Nicole Kidman leads her charges in prayer in Sofia Coppola's The Beguiled. Credit: Focus Features

Nicole Kidman leads her charges in prayer in Sofia Coppola’s The Beguiled. Credit: Focus Features
In 1971, Don Siegel and Clint Eastwood made two movies. One was Dirty Harry. The other was The Beguiled, in many ways Dirty Harry's opposite: Eastwood never fires a gun; he's laid up for half the movie; there are women characters. Siegel, bless his heart, is quoted in a 2015 biography of Eastwood as saying the story was about "the basic desire of women to castrate men" and indeed that is the movie he made: An overheated, impressively misogynistic Civil War-era melodrama that pits a sexual predator against a houseful of varyingly horny women.

Sofia Coppola's The Beguiled is ostensibly a re-adaptation of Thomas Cullinan's 1966 novel, which is written from the perspective of the three women (one a slave) and five girls at the Martha Farnsworth Seminary for Young Ladies in Virginia. Coppola's version is an obvious attempt to reorient the story around some nebulous "female perspective," which is evident even if you haven't read her comments on the film.  

Colin Farrell plays Union corporal John McBurney, who is discovered lying helpless in the woods outside Farnsworth Seminary by young Amy (Oona Laurence). She helps him hobble to the school, where the occupants — headmistress Martha (Nicole Kidman), schoolteacher Edwina (Kirsten Dunst), and the girls, who include Alicia (Elle Fanning) and Jane (Angourie Rice) — carry him inside.

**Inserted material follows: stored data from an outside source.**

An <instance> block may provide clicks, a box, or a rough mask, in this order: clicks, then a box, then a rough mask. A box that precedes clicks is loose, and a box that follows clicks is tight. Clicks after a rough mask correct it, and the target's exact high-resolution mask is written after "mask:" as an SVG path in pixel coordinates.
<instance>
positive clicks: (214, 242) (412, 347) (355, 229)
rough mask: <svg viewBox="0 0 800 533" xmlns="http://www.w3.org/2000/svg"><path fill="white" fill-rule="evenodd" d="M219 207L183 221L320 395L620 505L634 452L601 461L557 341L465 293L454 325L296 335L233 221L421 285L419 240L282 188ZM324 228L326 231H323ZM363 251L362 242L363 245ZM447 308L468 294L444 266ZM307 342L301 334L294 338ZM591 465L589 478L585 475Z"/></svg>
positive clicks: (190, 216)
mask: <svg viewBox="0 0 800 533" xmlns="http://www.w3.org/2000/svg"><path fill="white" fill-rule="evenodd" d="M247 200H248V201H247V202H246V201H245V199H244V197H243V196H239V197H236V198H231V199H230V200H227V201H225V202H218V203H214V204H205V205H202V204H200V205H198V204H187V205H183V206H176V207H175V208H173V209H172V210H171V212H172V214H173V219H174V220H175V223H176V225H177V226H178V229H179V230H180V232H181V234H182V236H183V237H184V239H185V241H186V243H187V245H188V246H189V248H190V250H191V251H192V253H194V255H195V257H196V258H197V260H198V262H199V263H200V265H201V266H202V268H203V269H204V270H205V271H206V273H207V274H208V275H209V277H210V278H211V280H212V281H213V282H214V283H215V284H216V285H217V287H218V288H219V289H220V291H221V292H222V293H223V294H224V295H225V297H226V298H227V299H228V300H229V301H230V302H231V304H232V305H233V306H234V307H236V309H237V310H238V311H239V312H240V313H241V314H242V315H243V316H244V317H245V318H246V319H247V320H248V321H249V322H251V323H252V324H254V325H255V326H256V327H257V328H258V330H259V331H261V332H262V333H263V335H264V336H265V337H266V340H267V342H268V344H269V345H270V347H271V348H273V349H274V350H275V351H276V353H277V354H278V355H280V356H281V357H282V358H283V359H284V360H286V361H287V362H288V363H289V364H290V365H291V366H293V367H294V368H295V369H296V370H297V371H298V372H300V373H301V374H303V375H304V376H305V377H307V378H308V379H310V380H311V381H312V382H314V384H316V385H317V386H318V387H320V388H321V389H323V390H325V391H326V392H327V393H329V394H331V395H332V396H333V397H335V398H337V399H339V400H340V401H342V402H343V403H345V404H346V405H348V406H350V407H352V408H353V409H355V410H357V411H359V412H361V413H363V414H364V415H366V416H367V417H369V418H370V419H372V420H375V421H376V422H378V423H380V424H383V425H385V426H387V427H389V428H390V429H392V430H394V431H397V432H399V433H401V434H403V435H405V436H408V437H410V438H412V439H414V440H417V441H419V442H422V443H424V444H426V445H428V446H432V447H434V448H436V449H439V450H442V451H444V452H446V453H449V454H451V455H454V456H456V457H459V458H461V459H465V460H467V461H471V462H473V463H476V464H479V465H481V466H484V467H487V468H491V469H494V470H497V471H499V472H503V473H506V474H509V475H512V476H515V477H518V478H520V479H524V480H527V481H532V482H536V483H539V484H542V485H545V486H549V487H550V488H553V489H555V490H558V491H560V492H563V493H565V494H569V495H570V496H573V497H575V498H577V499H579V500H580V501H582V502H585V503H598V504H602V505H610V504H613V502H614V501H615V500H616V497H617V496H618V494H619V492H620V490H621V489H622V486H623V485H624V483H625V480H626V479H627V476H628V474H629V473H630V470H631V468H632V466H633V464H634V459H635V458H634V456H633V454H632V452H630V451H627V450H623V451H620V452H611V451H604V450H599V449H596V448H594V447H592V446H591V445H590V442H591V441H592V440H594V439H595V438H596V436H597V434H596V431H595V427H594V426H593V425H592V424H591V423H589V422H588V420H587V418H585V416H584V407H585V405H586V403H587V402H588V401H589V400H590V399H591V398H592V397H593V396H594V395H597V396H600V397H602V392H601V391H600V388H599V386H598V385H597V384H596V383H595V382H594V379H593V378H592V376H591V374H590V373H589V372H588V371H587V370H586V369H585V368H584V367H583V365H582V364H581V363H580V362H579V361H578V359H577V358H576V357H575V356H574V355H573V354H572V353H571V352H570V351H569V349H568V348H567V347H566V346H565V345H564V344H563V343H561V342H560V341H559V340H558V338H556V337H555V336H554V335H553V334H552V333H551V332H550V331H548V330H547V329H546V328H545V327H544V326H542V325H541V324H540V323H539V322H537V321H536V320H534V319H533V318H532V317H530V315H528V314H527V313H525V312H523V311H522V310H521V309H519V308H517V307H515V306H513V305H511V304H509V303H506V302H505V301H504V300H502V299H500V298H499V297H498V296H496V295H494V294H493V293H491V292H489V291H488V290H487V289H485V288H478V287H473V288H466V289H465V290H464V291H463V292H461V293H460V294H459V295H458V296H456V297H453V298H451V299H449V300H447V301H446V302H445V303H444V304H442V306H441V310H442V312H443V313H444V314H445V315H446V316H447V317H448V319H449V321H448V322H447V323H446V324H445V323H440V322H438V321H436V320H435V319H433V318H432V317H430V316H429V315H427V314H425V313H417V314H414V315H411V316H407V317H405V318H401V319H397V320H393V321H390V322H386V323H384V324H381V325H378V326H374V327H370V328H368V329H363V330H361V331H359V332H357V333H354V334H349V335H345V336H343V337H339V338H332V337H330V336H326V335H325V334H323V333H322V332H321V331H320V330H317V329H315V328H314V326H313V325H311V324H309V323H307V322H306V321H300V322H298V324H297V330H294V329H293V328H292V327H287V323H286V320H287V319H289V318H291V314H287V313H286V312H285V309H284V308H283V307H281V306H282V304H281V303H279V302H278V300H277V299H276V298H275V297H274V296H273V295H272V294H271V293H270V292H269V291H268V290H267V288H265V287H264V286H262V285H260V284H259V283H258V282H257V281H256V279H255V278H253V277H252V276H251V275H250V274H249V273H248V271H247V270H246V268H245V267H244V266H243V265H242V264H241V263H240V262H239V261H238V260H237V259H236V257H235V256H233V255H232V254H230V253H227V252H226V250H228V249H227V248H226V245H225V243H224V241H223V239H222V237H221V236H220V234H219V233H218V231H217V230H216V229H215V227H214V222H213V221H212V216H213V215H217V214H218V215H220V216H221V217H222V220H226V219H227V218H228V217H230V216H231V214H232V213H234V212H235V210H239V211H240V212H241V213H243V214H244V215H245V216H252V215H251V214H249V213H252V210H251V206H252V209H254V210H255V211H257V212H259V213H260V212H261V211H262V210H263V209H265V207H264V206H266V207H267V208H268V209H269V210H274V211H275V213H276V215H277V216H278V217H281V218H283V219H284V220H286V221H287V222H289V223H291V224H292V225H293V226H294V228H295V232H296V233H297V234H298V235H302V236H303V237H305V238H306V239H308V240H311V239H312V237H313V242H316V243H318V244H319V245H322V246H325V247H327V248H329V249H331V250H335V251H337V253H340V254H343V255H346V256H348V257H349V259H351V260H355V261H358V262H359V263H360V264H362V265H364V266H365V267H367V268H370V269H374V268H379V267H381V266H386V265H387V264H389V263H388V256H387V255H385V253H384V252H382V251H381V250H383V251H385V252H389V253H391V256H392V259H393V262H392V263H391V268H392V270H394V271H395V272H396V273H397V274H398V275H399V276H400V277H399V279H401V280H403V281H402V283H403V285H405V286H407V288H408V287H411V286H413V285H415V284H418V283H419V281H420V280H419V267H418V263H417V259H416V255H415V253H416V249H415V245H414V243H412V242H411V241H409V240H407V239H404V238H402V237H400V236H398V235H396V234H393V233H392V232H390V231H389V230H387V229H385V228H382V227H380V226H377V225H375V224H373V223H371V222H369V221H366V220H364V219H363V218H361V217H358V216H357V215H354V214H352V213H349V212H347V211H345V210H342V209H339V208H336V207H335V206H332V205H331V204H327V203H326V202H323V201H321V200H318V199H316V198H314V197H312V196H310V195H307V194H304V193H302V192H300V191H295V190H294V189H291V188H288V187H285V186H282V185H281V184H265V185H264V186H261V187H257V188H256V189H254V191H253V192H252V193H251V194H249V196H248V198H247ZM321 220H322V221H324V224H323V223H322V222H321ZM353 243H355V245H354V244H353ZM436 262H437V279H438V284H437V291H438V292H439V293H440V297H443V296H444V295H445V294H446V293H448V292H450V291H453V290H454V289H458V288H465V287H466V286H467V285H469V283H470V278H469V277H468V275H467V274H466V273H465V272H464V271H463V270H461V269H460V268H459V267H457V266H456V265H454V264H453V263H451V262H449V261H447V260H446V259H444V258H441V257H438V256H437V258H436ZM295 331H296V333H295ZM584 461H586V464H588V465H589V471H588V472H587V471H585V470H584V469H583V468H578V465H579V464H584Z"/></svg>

Martha extracts the shrapnel from McBurney's leg and sews it up, leaving him to heal. The obvious question is whether to let him stay until he's healed or kick him out to fend for himself; only one girl expresses any real opposition. The matter is settled smoothly, and this perplexing ease lubricates the entire film. There is no tension to speak of, nor any sexual heat, or any tangled character motivations. The school's slave Hallie, a crucial character in both the novel and Siegel's 1971 film, is nowhere to be found; the dynamic between Hallie and McBurney added a broader dimension to the story, tying it directly to slavery.

Coppola's Beguiled attempts to omit slavery entirely, which is the repugnant negative space at the heart of the film. Imagine choosing to set a film in the antebellum South because it was beautiful, as Coppola says in this fawning Entertainment Weekly piece. One line at the start of the film tells us the slaves are gone, and from there it's a blindingly white affair; literally so, as Anne Ross's production design is a study in shades of ivory. White walls; white furniture; white dresses; white skin. If the film was confrontational at all, you might think it was daring you to empathize with slaveowners. It is not confrontational. It is aestheticized and abstract, a sickly-sweet dollhouse fantasy photographed in fashionably outdated 1.66:1 on nauseatingly lush 35mm by Philippe Le Sourd (The Grandmaster). 

The war is marked only by the distant booming of cannons. McBurney is no longer an aggressive macho caricature, and he's no proud soldier. Farrell plays him sincere and respectful until he's simply not — at which point Coppola turns him into a raging Irish drunk. Her lackadaisical approach to space and time benefits the film's early going; it feels palpably heat-choked and bleary. But when the story demands clarity, Coppola's direction and Sarah Flack's editing don't deliver. In one sequence McBurney, on crutches, appears to teleport around the school's grounds like Jason Voorhees while everyone else follows at normal speed.

There's simply nothing here. Coppola and company are play the lurid material entirely straight, and ironically by trimming away the excesses it becomes even more confused and hateful. The cast struggles to give Coppola's nuance-free writing any interiority, any life. Characters simply do what the scene dictates. The film's big rupturing event, where McBurney takes a tumble down a Freudian staircase, is a car crash of unclear motivations, as if the actors were working off different drafts of the script. The net result is that three women are jealous of each other's relationships with a single man and resort to violence; the same as in Siegel's film, but a lot less fun.

This is a hermetic, myopic, and shallow version of the world, where delicate white ciswomen are the only people who matter. As it happens, The Beguiled offers a tidy metaphor for white Southern women's complicity in slavery; sealed up in a plantation house amid gnarled woods dripping with Spanish moss, putting on unshakable airs, upholding their self-serving gentility no matter the horror around them. The film calls that strength. History is not so kind.